Advantages/Easy to use for beginners and comes with a high quality blade and gut hook
The inconvenients/Strange grip for the gut knife
Conclusion/A great set of tools for beginners!
Should I skin my deer right away?
This will mainly depend on the weather at the time. In very cold weather, there really shouldn’t be too much of a rush because the meat won’t have too much time for bacteria to take hold and start growing at dangerous rates. However, all I was told growing up and talking to other hunters was that you should always skin your deer before trying to take it down.

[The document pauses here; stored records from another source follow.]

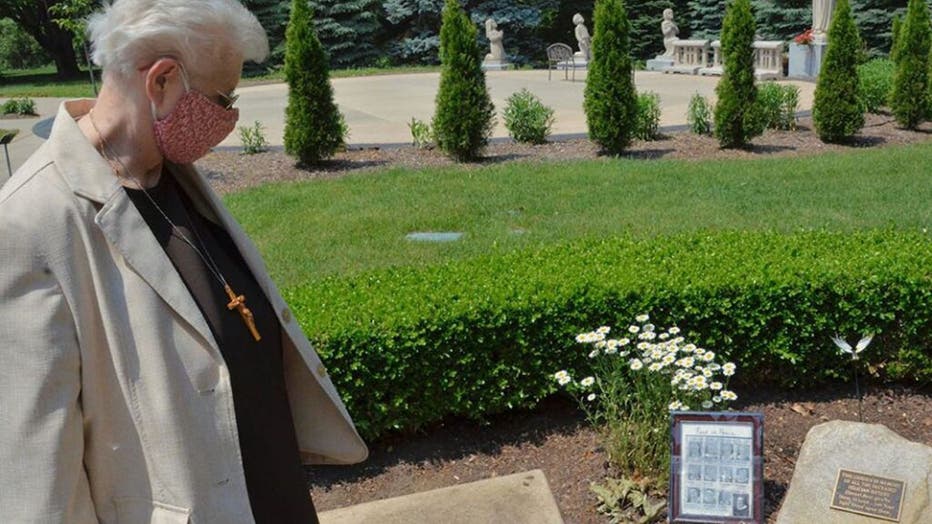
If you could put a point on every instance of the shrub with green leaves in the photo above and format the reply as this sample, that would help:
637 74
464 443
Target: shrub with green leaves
422 136
876 83
409 346
253 138
911 81
778 104
464 114
610 99
699 115
641 372
837 112
648 122
527 118
736 118
314 127
19 106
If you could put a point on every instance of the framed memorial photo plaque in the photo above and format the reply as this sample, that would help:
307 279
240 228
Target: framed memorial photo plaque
716 467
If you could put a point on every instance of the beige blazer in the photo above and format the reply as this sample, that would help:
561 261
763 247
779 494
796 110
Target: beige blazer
115 403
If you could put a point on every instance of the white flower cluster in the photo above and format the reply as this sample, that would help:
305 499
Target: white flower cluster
691 370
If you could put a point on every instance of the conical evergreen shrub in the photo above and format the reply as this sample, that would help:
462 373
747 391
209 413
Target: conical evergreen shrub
314 128
736 115
911 80
464 112
610 99
837 111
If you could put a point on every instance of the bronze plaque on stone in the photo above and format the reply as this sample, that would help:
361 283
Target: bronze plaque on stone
868 495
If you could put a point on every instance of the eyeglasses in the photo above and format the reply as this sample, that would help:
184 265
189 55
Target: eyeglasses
226 101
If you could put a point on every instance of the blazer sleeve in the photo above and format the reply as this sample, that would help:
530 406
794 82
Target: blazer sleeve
42 474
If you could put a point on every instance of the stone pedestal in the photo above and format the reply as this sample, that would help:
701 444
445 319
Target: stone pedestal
661 63
806 60
496 65
867 449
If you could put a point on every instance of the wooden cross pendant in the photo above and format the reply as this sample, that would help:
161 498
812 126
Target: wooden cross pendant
238 302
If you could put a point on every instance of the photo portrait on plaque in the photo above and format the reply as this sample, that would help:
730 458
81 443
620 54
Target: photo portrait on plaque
716 467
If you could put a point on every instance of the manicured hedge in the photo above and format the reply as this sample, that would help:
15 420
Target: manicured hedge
409 346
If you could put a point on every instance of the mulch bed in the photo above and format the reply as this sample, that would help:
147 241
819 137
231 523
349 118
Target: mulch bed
554 437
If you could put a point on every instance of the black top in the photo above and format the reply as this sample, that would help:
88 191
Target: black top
274 477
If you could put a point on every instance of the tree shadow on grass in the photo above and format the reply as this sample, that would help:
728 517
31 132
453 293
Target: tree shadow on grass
457 438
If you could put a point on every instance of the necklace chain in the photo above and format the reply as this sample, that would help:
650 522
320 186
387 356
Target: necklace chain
176 231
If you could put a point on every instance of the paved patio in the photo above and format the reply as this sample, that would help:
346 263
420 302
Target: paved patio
378 108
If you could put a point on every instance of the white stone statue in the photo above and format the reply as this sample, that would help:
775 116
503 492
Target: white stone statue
669 29
497 51
582 36
822 11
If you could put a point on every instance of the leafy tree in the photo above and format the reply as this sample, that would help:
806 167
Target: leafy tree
412 29
911 80
875 21
35 19
610 99
736 118
347 29
314 128
465 114
837 111
273 15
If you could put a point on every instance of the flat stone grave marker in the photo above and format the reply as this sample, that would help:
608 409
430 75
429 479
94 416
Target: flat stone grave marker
854 473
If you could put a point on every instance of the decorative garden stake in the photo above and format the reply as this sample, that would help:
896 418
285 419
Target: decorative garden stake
854 352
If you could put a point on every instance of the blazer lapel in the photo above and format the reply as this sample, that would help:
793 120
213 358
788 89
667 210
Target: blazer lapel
91 177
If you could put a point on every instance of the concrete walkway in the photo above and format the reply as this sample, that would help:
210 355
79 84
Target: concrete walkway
522 498
378 108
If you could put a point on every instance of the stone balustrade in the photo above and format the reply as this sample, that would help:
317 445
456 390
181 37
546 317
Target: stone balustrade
768 59
689 56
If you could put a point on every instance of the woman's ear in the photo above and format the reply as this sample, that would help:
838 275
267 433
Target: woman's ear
163 80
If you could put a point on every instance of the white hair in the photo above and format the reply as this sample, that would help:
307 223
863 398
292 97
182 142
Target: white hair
128 34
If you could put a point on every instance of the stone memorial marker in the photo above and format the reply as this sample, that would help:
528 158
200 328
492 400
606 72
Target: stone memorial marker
854 473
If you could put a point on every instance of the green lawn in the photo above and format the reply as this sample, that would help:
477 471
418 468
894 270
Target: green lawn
42 82
311 229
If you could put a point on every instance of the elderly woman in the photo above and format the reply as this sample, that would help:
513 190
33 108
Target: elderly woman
151 372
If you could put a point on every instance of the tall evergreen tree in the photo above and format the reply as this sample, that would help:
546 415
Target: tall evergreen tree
347 29
313 124
875 21
610 99
645 17
837 111
736 114
911 80
464 115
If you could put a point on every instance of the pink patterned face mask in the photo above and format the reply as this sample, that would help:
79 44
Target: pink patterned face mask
193 127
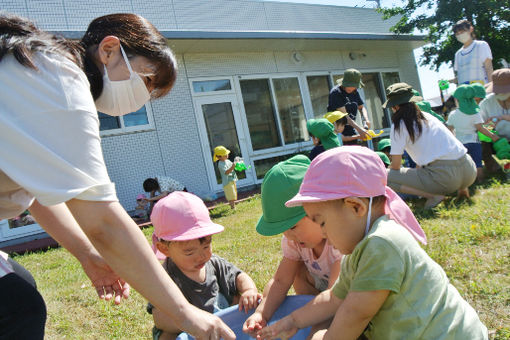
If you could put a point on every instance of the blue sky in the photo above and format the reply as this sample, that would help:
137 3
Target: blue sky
428 78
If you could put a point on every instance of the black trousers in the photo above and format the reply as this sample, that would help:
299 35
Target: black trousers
22 308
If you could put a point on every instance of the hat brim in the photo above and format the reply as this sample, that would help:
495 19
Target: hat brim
312 197
274 228
401 100
347 84
497 89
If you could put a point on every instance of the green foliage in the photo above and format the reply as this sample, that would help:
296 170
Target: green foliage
491 19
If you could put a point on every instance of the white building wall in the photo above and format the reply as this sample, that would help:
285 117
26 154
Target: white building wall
242 15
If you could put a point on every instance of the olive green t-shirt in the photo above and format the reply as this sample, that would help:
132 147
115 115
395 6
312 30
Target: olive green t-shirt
421 304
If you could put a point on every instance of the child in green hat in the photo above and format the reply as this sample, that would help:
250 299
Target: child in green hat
309 263
323 136
466 120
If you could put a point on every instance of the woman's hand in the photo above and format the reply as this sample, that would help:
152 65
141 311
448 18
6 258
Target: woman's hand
249 299
106 282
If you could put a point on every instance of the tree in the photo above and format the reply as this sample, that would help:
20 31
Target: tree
435 18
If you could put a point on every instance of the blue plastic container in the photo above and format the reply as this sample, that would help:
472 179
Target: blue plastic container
235 319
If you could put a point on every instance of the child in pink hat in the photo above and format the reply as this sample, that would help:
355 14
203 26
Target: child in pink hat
389 288
182 238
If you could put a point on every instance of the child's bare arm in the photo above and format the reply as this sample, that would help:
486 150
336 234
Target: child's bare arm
248 291
274 293
354 313
486 132
165 323
333 274
321 308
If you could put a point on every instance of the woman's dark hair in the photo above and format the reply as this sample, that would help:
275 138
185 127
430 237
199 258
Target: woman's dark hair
22 38
412 117
461 25
150 184
138 38
342 121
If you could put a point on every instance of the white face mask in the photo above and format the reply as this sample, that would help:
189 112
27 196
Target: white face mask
123 96
463 37
502 96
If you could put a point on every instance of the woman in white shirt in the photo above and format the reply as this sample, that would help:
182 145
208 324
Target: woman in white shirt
443 163
51 160
473 61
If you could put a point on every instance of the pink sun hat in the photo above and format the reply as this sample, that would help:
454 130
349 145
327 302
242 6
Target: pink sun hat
354 171
181 216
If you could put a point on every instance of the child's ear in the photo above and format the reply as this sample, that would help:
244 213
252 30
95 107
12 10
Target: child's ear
356 205
162 247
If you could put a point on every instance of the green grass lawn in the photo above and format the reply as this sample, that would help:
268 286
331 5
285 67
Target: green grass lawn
469 239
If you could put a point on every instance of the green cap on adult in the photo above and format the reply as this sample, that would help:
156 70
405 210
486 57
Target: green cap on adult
351 78
321 128
400 93
280 184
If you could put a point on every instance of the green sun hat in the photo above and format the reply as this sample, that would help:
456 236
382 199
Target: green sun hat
321 128
384 158
383 144
280 184
465 95
352 78
400 93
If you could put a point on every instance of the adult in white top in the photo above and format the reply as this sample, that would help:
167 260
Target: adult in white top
473 61
51 160
443 163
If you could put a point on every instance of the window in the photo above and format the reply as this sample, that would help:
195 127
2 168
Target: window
262 166
319 87
221 130
131 122
260 113
211 85
291 110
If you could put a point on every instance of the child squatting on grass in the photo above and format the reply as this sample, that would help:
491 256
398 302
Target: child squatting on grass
388 288
309 262
182 238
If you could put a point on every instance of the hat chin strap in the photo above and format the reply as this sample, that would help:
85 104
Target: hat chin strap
368 216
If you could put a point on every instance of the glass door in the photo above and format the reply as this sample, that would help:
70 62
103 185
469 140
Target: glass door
221 125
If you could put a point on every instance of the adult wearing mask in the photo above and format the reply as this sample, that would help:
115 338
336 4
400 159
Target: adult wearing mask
51 88
473 61
345 97
443 163
495 109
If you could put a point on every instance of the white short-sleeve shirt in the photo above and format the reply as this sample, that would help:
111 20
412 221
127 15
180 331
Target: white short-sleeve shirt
51 148
469 62
321 266
435 142
464 125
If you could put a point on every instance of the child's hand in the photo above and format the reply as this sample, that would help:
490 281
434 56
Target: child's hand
249 299
283 329
254 324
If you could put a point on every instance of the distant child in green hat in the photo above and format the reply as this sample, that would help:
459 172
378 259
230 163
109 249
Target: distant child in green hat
323 136
345 98
466 120
384 145
228 174
309 262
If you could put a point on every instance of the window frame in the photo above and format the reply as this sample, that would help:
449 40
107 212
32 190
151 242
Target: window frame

How long should a deer hang before skinning?
You should let your deer hang for a minimum of 2-4 days before processing. An optimum temperature for hanging venison meat should be above freezing but below 40 degrees F. Many people let venison hang in their garage, but this is far from suitable conditions due to contaminants, pests and temperature fluctuations that accompany an uncontrolled environment. such as this. If your meat is stored above 40 degrees it will start to rot, but if frozen at temperatures below 28 degrees it can become freezer burnt. In these situations, having access to a commercial-sized refrigerator that will keep your deer at a consistent temperature and free from outside contamination is optimal.
How sharp should a skinning knife be?
From what I know and have learned from various hunters is that 20 degrees either side would be on the narrow end, possibly too narrow for field dressing and skinning. 25º to 30º per side is a little sturdier and will be a little less sharp but definitely more durable but still able to handle the chore. For me, 20-22 degrees has always worked great for skinning and slicing an animal’s skin very precisely and gently. Choosing a steeper angle increases the risk of accidentally cutting holes in the skin, but you’ll have to play around with different angles yourself and eventually see what works best for you.